Just before Christmas, back in December 2010, the chancellor George Osborne (pictured) sat down to a sumptuous lunch with his predecessors, including Lord Lawson of the climate denial charity the Global Warming Policy Foundation.
At the time, Lawson was telling anyone who would listen that he advised Osborne to make savage cuts to public services as part of the Tory austerity drive designed to drag Britain out of recession following the 2008 banking crisis.
It seems very likely that Lawson would have regaled his luncheon companions with this latest obsession: climate change. The world, he would have inevitably argued, simply cannot afford to make the sacrifices needed to reduce our profligate use of fossil fuels.
The Treasury claims they have no minutes or agendas from what was primarily a party political meeting among old friends. And expensive lawyers working for the government department fought tooth and nail for three years to stop even the menu being published.
However, DeSmog UK can reveal for the first time the delightful meal that cost the taxpayer £355.99 and was wolfed down as the political heavyweights argued the merits of austerity for everyone else.
Osborne and Lawson enjoyed “fricassee of wild mushroom, roasted fillet of beef with a stilton and chestnut crust, pomme fondant and wilted spinach” followed by “a mincemeat lattice tart with clotted cream.”

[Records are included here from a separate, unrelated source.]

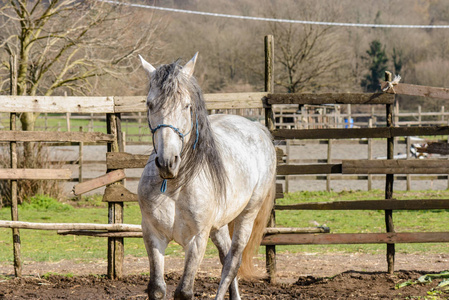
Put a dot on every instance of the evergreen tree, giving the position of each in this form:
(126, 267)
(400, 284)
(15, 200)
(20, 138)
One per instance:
(377, 64)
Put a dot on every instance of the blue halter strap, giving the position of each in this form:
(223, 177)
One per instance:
(181, 136)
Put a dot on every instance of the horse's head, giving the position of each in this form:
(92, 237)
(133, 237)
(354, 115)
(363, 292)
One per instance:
(170, 114)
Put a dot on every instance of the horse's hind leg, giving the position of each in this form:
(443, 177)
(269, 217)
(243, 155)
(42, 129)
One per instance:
(155, 249)
(222, 240)
(194, 252)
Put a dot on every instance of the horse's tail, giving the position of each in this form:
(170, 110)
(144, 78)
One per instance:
(247, 269)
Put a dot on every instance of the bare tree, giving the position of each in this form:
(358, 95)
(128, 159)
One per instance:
(305, 54)
(64, 46)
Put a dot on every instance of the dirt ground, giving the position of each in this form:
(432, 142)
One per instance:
(300, 276)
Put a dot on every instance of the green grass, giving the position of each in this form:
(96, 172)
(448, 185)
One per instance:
(368, 221)
(41, 245)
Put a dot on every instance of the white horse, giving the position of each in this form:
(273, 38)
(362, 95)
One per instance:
(207, 176)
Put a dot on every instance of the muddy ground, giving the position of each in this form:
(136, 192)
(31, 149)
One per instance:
(300, 276)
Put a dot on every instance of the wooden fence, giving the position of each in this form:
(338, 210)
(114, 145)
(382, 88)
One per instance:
(116, 194)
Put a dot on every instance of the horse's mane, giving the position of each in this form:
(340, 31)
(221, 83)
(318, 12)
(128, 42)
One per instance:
(173, 84)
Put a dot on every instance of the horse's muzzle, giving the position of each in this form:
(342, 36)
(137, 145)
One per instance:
(168, 168)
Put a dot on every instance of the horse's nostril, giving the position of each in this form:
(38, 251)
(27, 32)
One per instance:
(174, 162)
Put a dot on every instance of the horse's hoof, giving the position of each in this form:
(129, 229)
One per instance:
(155, 292)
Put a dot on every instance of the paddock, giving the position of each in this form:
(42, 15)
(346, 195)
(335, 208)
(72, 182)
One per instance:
(117, 161)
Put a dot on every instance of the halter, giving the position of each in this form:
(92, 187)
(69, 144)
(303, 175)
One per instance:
(181, 136)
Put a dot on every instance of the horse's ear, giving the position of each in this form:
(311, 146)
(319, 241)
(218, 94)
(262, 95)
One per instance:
(190, 66)
(147, 66)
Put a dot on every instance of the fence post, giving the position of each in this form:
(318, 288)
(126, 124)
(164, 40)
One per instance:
(370, 154)
(115, 209)
(270, 251)
(13, 164)
(329, 160)
(287, 177)
(407, 150)
(389, 183)
(80, 162)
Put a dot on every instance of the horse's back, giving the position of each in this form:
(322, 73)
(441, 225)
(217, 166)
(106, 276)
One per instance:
(247, 149)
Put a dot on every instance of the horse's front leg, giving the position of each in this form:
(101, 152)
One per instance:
(242, 232)
(194, 252)
(156, 249)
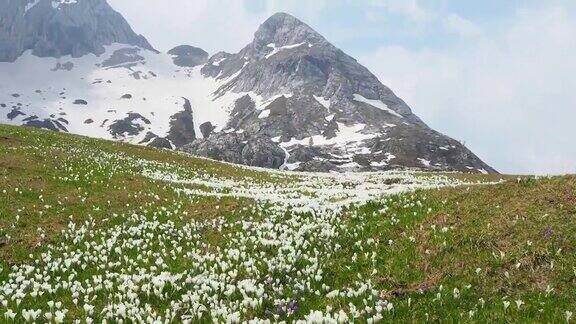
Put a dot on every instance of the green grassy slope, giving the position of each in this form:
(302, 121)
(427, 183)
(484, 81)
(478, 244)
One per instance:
(114, 231)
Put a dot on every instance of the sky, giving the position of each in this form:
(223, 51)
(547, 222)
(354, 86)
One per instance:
(498, 75)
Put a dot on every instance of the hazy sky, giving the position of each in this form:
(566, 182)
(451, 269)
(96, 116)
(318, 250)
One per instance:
(497, 74)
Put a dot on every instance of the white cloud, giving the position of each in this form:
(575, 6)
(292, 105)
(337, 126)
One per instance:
(465, 28)
(408, 8)
(510, 97)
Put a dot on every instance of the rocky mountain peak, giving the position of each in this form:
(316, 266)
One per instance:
(282, 29)
(55, 28)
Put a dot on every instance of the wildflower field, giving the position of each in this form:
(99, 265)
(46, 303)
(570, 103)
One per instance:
(97, 231)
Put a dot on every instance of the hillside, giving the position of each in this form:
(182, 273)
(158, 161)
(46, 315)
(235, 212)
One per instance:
(91, 229)
(289, 99)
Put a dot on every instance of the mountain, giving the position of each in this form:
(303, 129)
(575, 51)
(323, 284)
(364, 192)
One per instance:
(55, 28)
(288, 100)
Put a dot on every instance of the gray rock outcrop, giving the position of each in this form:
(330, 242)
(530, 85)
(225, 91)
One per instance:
(55, 28)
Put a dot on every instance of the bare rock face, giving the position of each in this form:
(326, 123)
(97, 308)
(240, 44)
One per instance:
(55, 28)
(328, 112)
(188, 56)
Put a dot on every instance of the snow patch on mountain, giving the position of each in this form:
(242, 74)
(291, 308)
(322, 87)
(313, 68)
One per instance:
(276, 50)
(376, 103)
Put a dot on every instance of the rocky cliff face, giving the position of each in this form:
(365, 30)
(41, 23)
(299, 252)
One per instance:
(55, 28)
(288, 100)
(325, 110)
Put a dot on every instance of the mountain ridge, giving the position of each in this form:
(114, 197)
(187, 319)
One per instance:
(289, 99)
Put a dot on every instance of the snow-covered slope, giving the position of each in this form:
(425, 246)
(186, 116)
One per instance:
(127, 93)
(288, 100)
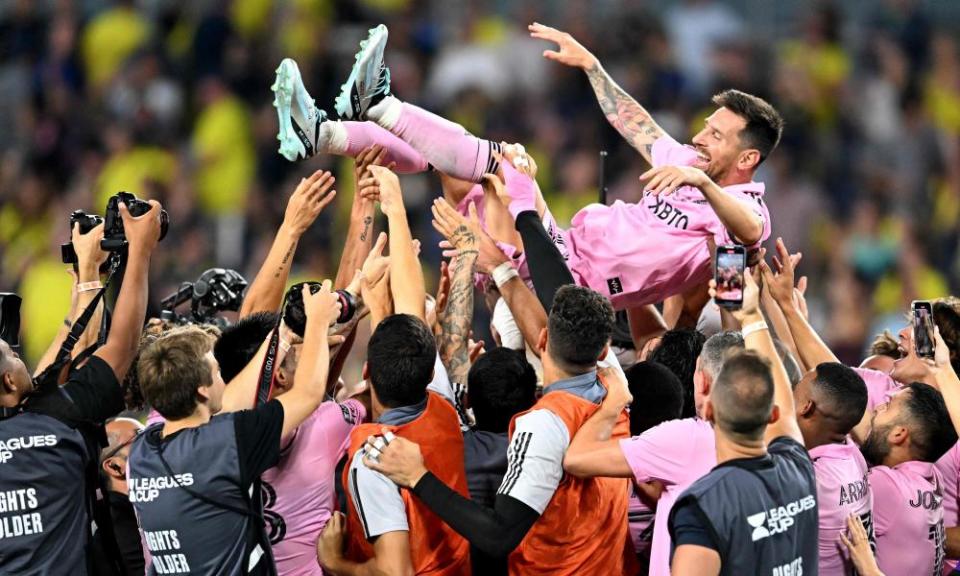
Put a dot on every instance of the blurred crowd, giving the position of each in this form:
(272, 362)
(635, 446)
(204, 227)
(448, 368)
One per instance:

While the menu might provoke the “politics of envy” among those queuing in the cold at food banks the length and breadth of Britain, it is unclear why the Treasury felt the original request was “vexatious” and that the menu should have remained a state secret.
The Treasury finally conceded the fight was pointless but remained steadfast to the end: “Although we consider our public interest arguments are soundly based, we do not consider that it is in the public interest for the Treasury to continue to defend withholding the menu.”
Three years ago, the venue was disclosed (the HMT Room) and the catering was shown to be provided by Charlton House, caterers to the Treasury. It was even revealed that there was a menu. So the menu was requested and the battle began.
A Simple Disclosure
The Treasury agreed there is a public interest in how Chancellor Osborne “goes about his role and the company he keeps… however we consider that the disclosure of what the Chancellor had for lunch has no bearing on these matters.”
Jack Alexander of Request Initiative managed the request on behalf of DeSmog UK. He said in a complaint to the Information Commissioner’s Office: “I do not want to seem obsessive or having caused an undue burden on the FOI system.
“But I feel that this should have been a simple disclosure and it is the repeated refusal which has pushed me to this level of complaint.” The ICO, it seems, agreed.